Is it possible to search for and remove URLs from a string in PHP. Talking about the actual text here not the HTML. Example to remove:
mywebsite.com
http://myweb
You could try something that looks for .TLD, where TLD is any existing top-level domain, but that may result in too many false positives.
Would it be possible to implement a system where posts containing questionable content need moderation to be posted, but others are posted right away? I'm assuming it's a firm business requirement to disallow this type of content.
Personally, I would tend to just prevent any hyperlinking, and leave it at that. But, it's not my app.
This regex seems to do the trick:
!\b(((ht|f)tp(s?))\://)?(www.|[a-z].)[a-z0-9\-\.]+\.(com|edu|gov|mil|net|org|biz|info|name|museum|us|ca|uk)(\:[0-9]+)*(/($|[a-z0-9\.\,\;\?\\'\\\\\+&%\$#\=~_\-]+))*\b!i
It is a slight modification of this regex from Regular Expression Library.
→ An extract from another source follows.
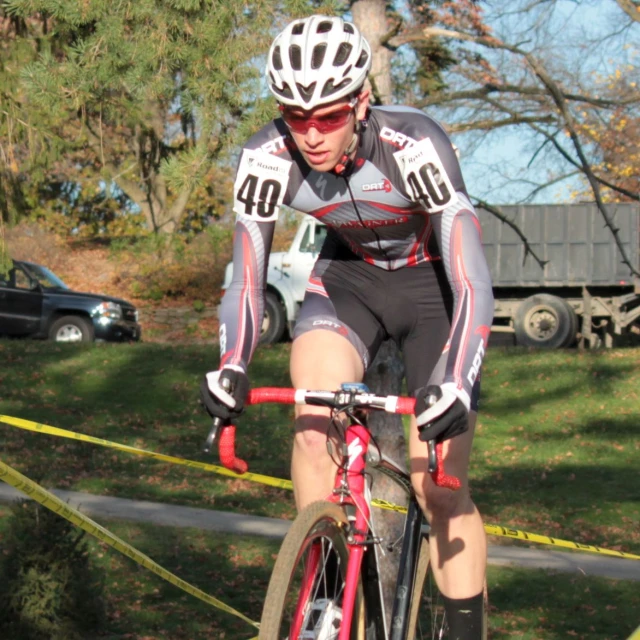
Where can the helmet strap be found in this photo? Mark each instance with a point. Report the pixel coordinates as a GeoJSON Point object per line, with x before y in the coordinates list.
{"type": "Point", "coordinates": [346, 162]}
I realize it’s a bit overwhelming, but that's to be expected when searching for URLs. Nevertheless, it matches everything on your list.
Alternatively, you could loop through each word in the description and use parse_url()
to see how the word breaks down. I’ll leave the criteria for determining if it's a url to you. There’s still the potential for false positives, but they could be greatly reduced. Combined with Andrew’s idea of flagging questionable content for moderation, it could be a workable solution.
You can easily use a regex to find the URLs, then specify what to replace them with using PHP's function preg_replace.
http://daringfireball.net/2010/07/improved_regex_for_matching_urls
Edit: Since this is user submitted data, you might want to do some validation before you store the "description" field, and check to see if it contains a URL. If it does, you can prevent the user from saving the form.
For this, you can use preg_match, while still using a regex to find a URL.